Much of the Dow’s display was due to how the index is composed and calculated. It includes only 30 stocks that are said to be selected to represent the broader US economy. to give an example Goldman Sachs and JPMorgan Chase represent banks; Apple and Microsoft show up on technology; Nike and Procter & Gamble represent consumer goods.

Another key difference between the Dow and the S&P and Nasdaq is that it is price-weighted, meaning that the more expensive a stock is, the greater its influence on the index. Conversely, the other two main indexes are capitalization-weighted, which means that the higher the total value of a company’s total shares, the more influence it has on the movement of the index.

Now let’s look at Friday’s stock moves.

Nvidia decreased by 2.66%. It has a market capitalization of over $1 trillion. So it’s no surprise that it had the biggest negative impact on both the S&P and the Nasdaq. Dow? The index does not even include Nvidia, so it was saved.

The Dow, on the other hand, benefited from the gains of firms such as UnitedHealth and Goldman Sachs. Their stock prices are high—around $500 and $350 a share—but their overall market capitalization is relatively low. Those gains wouldn’t have much of an impact on the S&P and Nasdaq, but they would boost the Dow.

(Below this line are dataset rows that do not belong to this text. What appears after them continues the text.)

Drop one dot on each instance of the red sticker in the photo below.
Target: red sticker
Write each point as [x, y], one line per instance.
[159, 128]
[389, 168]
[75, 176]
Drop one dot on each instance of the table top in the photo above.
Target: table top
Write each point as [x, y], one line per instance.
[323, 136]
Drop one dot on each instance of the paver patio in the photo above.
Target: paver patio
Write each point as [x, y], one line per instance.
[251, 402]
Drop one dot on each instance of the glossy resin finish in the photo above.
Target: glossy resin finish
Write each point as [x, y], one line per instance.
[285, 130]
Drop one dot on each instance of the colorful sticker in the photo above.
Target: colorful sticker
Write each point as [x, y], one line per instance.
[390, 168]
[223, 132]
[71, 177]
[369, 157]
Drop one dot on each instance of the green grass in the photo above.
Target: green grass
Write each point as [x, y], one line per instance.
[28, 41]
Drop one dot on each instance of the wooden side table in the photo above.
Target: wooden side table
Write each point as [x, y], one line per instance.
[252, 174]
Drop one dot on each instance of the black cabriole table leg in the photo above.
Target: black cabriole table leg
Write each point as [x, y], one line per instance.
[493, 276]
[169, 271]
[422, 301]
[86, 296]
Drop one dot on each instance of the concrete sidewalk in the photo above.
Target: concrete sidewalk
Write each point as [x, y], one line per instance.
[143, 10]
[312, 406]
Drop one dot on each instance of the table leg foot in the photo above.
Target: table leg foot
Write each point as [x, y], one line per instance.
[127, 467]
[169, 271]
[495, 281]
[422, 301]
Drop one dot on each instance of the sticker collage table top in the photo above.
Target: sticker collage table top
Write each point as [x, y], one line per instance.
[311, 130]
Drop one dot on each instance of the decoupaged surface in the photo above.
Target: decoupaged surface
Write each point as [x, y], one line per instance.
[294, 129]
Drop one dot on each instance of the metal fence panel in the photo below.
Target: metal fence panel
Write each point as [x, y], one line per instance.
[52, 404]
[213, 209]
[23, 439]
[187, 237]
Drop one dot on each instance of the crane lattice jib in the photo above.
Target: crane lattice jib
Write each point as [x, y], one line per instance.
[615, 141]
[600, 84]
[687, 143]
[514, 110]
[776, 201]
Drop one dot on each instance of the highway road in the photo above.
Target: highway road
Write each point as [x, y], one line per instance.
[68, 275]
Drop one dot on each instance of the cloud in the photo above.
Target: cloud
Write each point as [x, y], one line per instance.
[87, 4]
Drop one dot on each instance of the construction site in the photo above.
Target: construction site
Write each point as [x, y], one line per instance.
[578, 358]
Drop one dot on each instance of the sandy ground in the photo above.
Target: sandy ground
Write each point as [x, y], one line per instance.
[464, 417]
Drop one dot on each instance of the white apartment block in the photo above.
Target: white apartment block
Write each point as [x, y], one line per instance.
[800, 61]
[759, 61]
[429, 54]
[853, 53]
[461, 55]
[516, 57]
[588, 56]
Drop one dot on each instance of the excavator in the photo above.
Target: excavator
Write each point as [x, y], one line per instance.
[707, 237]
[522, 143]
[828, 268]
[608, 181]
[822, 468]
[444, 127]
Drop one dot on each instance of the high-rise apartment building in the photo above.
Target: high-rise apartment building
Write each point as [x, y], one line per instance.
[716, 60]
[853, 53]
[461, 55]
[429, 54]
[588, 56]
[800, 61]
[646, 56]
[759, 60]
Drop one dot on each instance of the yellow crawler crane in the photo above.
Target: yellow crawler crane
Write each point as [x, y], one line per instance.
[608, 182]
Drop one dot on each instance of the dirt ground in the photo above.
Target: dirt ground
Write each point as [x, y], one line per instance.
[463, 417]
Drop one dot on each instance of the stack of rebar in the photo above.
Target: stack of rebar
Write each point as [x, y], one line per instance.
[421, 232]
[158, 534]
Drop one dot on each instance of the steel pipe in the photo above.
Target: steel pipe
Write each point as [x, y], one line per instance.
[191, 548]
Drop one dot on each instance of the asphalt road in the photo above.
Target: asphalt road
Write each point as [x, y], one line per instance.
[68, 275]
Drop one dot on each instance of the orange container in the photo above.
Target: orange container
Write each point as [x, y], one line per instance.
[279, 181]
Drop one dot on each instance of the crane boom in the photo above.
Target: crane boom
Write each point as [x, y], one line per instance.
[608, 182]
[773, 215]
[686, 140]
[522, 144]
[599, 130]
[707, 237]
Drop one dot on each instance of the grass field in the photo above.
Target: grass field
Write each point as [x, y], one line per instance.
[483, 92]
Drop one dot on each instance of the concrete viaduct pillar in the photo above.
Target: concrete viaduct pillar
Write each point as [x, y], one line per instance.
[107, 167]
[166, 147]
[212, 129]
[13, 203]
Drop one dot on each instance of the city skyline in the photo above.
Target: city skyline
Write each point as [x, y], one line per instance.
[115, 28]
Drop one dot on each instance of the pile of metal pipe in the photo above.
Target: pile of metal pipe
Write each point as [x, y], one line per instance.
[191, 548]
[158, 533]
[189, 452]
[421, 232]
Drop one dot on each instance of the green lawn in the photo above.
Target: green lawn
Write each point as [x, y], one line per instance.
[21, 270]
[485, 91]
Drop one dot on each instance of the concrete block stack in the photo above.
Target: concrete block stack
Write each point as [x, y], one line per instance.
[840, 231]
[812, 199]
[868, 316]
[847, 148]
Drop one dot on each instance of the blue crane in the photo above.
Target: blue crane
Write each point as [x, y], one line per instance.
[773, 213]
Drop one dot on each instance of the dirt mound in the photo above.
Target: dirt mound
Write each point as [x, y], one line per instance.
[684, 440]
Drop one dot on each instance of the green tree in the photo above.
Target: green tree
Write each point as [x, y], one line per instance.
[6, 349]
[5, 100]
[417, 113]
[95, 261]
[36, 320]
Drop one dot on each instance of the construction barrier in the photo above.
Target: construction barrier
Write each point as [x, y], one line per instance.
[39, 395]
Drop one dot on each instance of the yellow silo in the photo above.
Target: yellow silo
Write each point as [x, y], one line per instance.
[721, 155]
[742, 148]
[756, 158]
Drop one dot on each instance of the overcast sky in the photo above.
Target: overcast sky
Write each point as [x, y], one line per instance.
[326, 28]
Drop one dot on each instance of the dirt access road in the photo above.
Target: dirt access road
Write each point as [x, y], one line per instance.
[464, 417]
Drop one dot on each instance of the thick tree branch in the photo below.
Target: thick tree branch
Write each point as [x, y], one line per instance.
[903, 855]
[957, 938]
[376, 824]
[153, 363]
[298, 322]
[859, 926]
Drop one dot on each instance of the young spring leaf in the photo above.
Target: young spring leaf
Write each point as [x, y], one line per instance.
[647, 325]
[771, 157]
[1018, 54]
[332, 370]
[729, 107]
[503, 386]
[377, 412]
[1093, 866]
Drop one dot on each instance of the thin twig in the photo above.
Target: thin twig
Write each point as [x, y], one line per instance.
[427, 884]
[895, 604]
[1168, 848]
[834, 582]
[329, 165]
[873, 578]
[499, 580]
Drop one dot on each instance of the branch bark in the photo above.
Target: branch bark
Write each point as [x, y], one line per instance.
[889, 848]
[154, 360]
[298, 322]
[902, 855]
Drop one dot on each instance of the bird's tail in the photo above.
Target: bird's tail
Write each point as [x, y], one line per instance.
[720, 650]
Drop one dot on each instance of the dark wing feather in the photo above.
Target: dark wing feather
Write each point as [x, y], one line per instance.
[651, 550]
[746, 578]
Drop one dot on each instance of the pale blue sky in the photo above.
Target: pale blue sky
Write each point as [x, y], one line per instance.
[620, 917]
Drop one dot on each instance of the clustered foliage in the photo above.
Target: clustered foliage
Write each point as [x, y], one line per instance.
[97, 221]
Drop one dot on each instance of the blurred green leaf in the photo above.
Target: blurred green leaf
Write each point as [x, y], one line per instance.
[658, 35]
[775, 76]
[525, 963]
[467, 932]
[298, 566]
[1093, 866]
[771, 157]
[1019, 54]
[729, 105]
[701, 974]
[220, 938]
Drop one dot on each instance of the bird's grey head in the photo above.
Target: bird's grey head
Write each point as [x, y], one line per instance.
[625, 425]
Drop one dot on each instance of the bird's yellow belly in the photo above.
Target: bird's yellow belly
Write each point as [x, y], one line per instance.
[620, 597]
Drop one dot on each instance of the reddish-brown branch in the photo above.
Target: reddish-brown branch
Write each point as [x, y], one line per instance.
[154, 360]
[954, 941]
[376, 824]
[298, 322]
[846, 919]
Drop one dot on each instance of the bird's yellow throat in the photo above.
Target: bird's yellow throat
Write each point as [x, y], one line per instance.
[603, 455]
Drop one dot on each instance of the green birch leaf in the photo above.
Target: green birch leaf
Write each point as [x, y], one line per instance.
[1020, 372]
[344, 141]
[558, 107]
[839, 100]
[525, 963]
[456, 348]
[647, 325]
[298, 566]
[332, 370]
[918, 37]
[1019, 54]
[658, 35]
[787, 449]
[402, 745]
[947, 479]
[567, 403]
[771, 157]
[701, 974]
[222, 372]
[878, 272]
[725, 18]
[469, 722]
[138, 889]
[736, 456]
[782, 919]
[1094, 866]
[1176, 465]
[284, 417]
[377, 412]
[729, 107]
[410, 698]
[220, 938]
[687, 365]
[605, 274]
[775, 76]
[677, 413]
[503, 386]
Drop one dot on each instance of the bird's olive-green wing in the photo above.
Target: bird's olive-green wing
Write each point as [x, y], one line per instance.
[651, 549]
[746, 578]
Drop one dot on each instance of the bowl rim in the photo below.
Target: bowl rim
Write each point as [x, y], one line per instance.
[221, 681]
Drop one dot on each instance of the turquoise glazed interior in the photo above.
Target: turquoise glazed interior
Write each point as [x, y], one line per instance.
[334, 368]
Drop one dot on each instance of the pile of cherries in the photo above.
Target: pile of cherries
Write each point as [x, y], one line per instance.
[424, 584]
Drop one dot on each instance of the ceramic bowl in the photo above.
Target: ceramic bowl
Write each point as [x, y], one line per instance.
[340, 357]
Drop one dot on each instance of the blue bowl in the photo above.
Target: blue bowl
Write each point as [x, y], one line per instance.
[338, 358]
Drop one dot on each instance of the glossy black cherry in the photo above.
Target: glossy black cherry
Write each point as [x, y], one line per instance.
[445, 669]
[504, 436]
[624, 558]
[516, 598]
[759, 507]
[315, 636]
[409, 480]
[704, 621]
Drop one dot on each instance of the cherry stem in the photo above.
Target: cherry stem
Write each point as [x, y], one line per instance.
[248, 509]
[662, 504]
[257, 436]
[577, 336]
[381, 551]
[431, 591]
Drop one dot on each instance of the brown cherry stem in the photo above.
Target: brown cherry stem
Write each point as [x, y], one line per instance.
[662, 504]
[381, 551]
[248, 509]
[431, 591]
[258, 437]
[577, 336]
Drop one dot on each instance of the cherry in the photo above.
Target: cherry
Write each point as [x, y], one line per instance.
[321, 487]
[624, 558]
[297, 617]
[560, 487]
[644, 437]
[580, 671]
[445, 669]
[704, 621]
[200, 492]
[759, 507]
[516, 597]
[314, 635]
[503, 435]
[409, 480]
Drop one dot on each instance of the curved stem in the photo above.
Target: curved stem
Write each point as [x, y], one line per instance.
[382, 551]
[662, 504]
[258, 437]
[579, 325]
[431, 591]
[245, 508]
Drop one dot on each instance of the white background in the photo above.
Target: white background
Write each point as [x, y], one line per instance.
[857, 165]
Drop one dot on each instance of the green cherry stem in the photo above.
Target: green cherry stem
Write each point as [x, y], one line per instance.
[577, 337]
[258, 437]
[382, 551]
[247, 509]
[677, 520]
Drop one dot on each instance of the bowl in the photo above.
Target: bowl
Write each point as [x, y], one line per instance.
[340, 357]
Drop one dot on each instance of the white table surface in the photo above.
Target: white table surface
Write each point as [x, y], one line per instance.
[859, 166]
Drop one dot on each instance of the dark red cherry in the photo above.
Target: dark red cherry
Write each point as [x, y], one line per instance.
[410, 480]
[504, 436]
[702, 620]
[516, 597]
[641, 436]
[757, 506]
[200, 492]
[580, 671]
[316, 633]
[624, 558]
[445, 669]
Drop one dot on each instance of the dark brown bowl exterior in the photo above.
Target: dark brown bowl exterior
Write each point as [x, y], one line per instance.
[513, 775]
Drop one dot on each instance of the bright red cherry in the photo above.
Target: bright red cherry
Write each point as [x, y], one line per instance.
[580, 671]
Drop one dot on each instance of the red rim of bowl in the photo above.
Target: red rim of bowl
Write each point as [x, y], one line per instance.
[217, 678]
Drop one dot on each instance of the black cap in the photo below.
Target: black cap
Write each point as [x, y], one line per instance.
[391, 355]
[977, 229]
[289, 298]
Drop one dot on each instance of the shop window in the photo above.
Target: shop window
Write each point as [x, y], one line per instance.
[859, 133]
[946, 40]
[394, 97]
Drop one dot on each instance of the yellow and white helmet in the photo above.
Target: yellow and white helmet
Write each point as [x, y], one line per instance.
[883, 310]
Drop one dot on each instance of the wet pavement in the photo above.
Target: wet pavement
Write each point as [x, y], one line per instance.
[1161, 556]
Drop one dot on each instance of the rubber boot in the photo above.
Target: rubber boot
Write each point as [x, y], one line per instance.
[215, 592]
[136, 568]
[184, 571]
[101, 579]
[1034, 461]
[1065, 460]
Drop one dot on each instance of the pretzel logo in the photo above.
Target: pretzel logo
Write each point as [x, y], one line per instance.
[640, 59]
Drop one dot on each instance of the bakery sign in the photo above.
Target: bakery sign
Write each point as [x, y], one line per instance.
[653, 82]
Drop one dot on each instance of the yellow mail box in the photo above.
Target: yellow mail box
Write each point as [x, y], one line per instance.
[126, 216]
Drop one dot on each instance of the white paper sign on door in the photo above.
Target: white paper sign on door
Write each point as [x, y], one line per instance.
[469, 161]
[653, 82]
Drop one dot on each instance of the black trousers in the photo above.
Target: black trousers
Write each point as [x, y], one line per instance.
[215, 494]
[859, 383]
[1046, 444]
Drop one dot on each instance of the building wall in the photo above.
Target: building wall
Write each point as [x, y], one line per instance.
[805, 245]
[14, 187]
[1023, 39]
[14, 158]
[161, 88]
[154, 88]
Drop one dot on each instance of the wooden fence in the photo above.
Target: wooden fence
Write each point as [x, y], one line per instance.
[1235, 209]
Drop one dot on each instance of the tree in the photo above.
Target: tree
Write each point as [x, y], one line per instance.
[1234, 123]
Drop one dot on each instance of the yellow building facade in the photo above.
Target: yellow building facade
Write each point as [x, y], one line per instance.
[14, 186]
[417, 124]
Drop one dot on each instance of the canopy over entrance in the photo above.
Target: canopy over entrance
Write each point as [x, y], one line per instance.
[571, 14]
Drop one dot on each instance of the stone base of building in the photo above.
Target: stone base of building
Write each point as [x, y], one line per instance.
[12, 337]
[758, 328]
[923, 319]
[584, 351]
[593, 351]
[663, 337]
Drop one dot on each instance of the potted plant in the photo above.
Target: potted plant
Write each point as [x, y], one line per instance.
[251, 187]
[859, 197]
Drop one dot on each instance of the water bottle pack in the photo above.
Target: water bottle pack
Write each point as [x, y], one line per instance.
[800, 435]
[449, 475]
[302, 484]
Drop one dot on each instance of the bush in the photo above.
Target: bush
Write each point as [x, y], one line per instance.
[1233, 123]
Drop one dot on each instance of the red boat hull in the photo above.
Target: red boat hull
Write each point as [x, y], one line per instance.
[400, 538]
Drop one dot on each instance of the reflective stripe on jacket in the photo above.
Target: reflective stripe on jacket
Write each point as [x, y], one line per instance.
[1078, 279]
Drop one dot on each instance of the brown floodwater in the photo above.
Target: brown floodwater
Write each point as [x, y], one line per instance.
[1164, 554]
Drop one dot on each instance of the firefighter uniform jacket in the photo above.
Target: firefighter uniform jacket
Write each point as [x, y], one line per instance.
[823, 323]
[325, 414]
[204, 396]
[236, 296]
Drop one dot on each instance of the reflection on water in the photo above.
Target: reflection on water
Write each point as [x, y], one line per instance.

what does it all mean Honestly: Not much. According to CNBC calculationsOver the past 15 years, the Dow and S&P have moved in the same direction 94% of the time. So while it’s true that the major indexes have diverged recently — except this week, the Nasdaq leads the way with a 34% year-to-date gain, the S&P 18% and the Dow a modest 6% — over the long term, it shouldn’t really matter which index you follow. The lesson here? Do not take short-term fluctuations as long-term trends.